Os tropeiros levavam a mobília para cozinhar: trempe, caldeirão e pratos. Os alimentos costumeiros eram feijão, arroz e carne. Quando sobrava comida era guardada. No dia seguinte, dizia-se “vamos comer o velho”, isto é, a comida da véspera requentada.

À noite ficavam arranchados em barracões, à beira da estrada, pagando o aluguel de 2 mil réis por lote. Como muitas tropas se reuniam para pousar bebiam muito, tocavam sanfona ou harmônica, viola, violão, e se enxovavam mutuamente. De raro em raro, surgiam brigas e crimes de morte. A emulação entre as tropas decorria do maior luxo que seus arrieiros lhes davam. Um lote muito bom era chamado de “alinhado”; um muito ruim de lote de “palhaço” ou lote de “barbado”.

Ganhavam, à época, faz mais ou menos cinqüenta anos, os arrieiros três mil réis por dia, e os tocadores dois mil réis. Uma arroba recebia de frete 1.800 réis de Piaçu para Castelo, o que, se fizermos as contas, mostrará que o lucro do dono do lote ia a mais de cem mil réis por viagem.

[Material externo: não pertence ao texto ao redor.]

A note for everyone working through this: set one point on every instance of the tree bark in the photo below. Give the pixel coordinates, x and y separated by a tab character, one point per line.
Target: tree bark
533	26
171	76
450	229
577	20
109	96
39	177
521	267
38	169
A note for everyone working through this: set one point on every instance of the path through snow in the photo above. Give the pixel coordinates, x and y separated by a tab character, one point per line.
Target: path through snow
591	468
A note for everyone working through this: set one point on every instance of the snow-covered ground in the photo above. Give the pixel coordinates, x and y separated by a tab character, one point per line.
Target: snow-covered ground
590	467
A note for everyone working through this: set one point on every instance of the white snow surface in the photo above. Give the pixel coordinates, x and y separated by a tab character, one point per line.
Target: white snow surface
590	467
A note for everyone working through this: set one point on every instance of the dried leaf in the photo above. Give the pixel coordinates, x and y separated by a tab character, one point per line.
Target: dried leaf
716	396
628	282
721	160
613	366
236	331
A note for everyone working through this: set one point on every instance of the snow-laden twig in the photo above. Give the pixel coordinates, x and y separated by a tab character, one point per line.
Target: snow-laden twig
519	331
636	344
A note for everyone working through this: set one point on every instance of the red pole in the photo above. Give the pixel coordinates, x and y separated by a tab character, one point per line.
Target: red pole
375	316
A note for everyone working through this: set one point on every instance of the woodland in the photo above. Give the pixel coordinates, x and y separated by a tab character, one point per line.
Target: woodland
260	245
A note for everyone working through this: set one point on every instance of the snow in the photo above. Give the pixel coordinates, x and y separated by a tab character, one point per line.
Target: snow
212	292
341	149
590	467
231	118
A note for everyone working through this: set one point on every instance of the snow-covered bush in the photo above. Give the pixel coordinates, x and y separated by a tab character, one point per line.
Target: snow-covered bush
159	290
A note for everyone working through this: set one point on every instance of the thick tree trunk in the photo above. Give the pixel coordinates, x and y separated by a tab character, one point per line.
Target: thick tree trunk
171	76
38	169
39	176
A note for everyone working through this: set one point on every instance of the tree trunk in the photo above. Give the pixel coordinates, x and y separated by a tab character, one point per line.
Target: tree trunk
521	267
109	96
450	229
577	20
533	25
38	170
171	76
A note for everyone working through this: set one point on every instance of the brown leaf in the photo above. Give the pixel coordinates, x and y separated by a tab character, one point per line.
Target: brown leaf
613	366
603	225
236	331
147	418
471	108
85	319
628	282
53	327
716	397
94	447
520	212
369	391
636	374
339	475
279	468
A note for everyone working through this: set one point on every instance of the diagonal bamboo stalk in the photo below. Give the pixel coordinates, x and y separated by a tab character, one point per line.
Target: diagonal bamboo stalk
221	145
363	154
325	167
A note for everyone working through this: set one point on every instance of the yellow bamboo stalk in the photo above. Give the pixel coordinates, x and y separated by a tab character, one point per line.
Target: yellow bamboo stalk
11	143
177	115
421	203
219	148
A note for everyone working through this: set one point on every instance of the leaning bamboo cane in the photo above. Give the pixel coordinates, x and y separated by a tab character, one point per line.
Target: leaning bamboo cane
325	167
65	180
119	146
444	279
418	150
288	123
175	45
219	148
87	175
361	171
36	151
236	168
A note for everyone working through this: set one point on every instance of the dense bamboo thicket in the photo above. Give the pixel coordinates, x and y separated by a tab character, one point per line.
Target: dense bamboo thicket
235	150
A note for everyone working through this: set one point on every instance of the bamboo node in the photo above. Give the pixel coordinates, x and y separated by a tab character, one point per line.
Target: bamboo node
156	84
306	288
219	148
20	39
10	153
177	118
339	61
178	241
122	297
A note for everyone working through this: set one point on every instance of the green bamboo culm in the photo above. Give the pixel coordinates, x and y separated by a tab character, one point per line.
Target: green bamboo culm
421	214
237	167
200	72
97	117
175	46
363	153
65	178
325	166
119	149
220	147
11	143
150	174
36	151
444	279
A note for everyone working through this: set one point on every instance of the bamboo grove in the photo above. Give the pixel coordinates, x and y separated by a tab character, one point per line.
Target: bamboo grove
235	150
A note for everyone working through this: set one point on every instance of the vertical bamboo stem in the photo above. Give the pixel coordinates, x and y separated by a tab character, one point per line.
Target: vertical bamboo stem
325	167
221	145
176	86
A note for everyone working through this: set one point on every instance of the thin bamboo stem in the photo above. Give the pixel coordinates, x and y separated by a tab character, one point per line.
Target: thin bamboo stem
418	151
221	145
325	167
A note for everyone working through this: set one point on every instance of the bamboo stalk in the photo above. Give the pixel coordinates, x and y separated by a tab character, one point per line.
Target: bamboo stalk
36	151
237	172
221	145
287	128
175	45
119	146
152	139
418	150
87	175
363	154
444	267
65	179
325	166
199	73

Como sabemos, os cavalos se distinguem pelos diversos andares: marcha, trote, galope, andadura, guinía, etc. No caso dos animais de carga tais especializações não são necessárias – os burros andam no comum ou à vontade.

Estas notas primeiras não deverão ser continuadas, em virtude da tese que defendo da profissionalização da pesquisa. Todavia, talvez sirvam aos futuros estudantes de ciências sociais, ou aos atuais denodados pesquisadores amadorísticos, como incentivo a que se aprofundem no estudo do assunto, de tão rica tradição na história pátria. (1)

 

Nota: (1) Entre os que deveriam fazer estudos correlatos, no Espírito Santo, podemos citar o Professor José Leão Nunes, especialista em cores de animais, e o Sr. Aldércio Aquino, que, sobre o mesmo tema, deu-me interessantes notas.

 

Livro: Torta Capixaba (Ensaios, crônicas, poesias...), Editora Âncora S/A, Vitória, ES-1962.